2023 · Tech lead, 3-engineer team
Incident Response Bot
A Slack bot that runs incident response on autopilot — paging, roles, comms templates, post-mortem scaffolding. Used for 280+ incidents across 4 teams.
- stack
- TypeScript, Slack Bolt, Postgres, PagerDuty API
- tags
- backend, slack, reliability, team-tools
- status
- shipped
Problem
Incidents were tribal knowledge. Senior engineers ran them; everyone else watched. The incident-command training pipeline was “shadow three incidents, then you’re on the rotation.” Quality varied wildly by who was on call.
Constraints
- Bot had to work inside Slack — that’s where the team already lives.
- Output had to feed our existing post-mortem template, not replace it.
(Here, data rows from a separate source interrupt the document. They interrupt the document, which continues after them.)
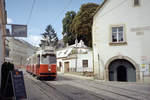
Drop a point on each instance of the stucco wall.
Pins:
(134, 19)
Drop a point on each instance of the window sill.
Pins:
(117, 44)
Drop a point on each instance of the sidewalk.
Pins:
(79, 75)
(33, 92)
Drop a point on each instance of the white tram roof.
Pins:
(45, 51)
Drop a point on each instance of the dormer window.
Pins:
(117, 34)
(136, 2)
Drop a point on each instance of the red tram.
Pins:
(42, 64)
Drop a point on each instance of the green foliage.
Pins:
(49, 37)
(69, 37)
(82, 23)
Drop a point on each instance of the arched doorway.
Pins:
(121, 73)
(122, 70)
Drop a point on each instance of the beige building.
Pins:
(2, 31)
(20, 50)
(121, 31)
(75, 58)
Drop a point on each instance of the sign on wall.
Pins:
(19, 30)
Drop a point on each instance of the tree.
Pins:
(82, 23)
(68, 36)
(49, 37)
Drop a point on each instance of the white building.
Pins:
(20, 50)
(121, 37)
(75, 58)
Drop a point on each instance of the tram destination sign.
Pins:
(18, 85)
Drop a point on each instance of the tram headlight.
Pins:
(49, 69)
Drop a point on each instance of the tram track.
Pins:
(95, 95)
(105, 89)
(68, 97)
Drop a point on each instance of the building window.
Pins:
(85, 63)
(117, 34)
(136, 3)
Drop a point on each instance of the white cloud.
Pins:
(9, 20)
(33, 39)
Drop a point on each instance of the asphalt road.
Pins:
(67, 87)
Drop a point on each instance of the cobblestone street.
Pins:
(68, 87)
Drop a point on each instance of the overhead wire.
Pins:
(31, 11)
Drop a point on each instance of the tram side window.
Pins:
(38, 59)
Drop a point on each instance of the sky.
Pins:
(44, 12)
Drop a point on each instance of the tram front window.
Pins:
(48, 59)
(45, 59)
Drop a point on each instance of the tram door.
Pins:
(66, 66)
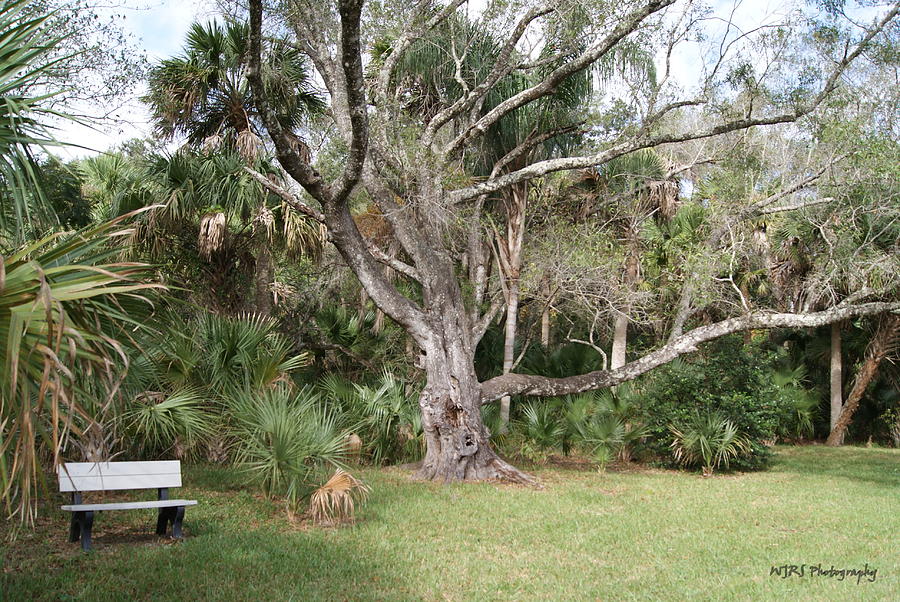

- Couldn’t require new tools or training; it had to be obvious in the first incident.
What I did
/incident opens a guided flow: pick severity, the bot creates a dedicated channel,
pages the on-call IC, assigns roles (IC, comms, scribe), pins a status doc, and posts a
running timeline. When the incident closes, it auto-drafts a post-mortem using the
timeline as the skeleton.
The non-obvious part was the role assignment logic. We tried “whoever’s on call is IC” but that breaks when an incident escalates and the on-call becomes a subject matter expert. So roles can be reassigned mid-incident, and the bot tracks the chain of custody.
Outcome
- 280+ incidents run through the bot in the first year
- Median time-to-first-action: 14 min → 4 min
- Post-mortem completion rate: ~50% → 94% (mostly because the bot pre-fills the doc)
What I’d do differently
The first version had a 12-question setup wizard. Nobody filled it out under stress. v2 starts the channel in 5 seconds with the minimum info and fills in the rest async. Should have started there.